C’est alors que les enchères sont déclarées ouvertes. On va par conséquent revivre les consultations à la chaîne du premier gouvernement d’Habib Essid avec leurs tractations embarrassantes, leurs marchandages difficiles et leurs âpres négociations.
«Adjugé, vendu!»
Tout le monde connaît la formule rituelle du commissaire-priseur «adjugé, vendu!» qu’il accompagne généralement d’un énergique coup de marteau. Mais avant de pouvoir prononcer cette phrase tant attendue, et consacrer ainsi l’entrée du postulant au gouvernement, le commissaire-priseur doit d’abord effectuer l’expertise et la prisée de l’objet avant de s’occuper de la promotion du lot auprès de ses collaborateurs.

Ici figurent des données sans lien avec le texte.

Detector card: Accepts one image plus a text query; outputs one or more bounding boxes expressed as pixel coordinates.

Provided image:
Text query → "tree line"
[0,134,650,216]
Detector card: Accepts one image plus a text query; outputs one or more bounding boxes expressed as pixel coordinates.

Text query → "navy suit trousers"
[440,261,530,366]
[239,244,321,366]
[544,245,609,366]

Après avoir convenu d’un rendez-vous, formel ou informel, dans des bureaux ou à domicile, le commissaire-priseur détaillera l’ensemble du profil du candidat, jugera ses vertus distinctives, lui donnera ensuite une première estimation, le plus souvent gratuite, de sa valeur. Il ne manquera pas de l’entretenir sur le bien-fondé de sa démarche, le questionner sur l’opportunité de mettre sa personne aux enchères en fonction de ses besoins et de l’état du marché. Si l’aspirant juge les circonstances favorables, alors il lui sera permis de fixer un prix minimum, une estimation basse en dessous de laquelle il jugerait le poste convoité socialement acceptable ou pas.
Théoriquement, les ventes aux enchères, sont publiques, chacun de nous ayant le droit d’y assister en spectateur. Mais, alors que la démocratie représentative nous permet d’être à la fois responsables et solvables, nous ne sommes pas autorisés à enchérir. Mais uniquement à consulter le catalogue et éventuellement parier sur tel ou tel lot. Enfin, si vous êtes l’enchérisseur qui a porté l’enchère la plus élevée, le ministère vous sera remis et ne vous restera plus qu’à vous diriger vers le poste d’encaissement de votre portefeuille ministériel.

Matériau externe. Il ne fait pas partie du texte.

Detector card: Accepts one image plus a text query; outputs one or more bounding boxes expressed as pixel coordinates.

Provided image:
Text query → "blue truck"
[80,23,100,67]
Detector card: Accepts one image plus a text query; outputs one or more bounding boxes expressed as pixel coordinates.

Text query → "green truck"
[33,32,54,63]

Ces défauts de légitimité, cette volonté du Prince, ces déformations instrumentales qui appartiennent au passé, ont pris pourtant une valeur normative et sont devenues la marque de fabrique du paysage politique. Tout le contraire de la culture républicaine fondée sur l’idéal de la nation souveraine annoncée avec grand fracas au lendemain du 14 janvier mais dont les éclats ne font malheureusement plus écho.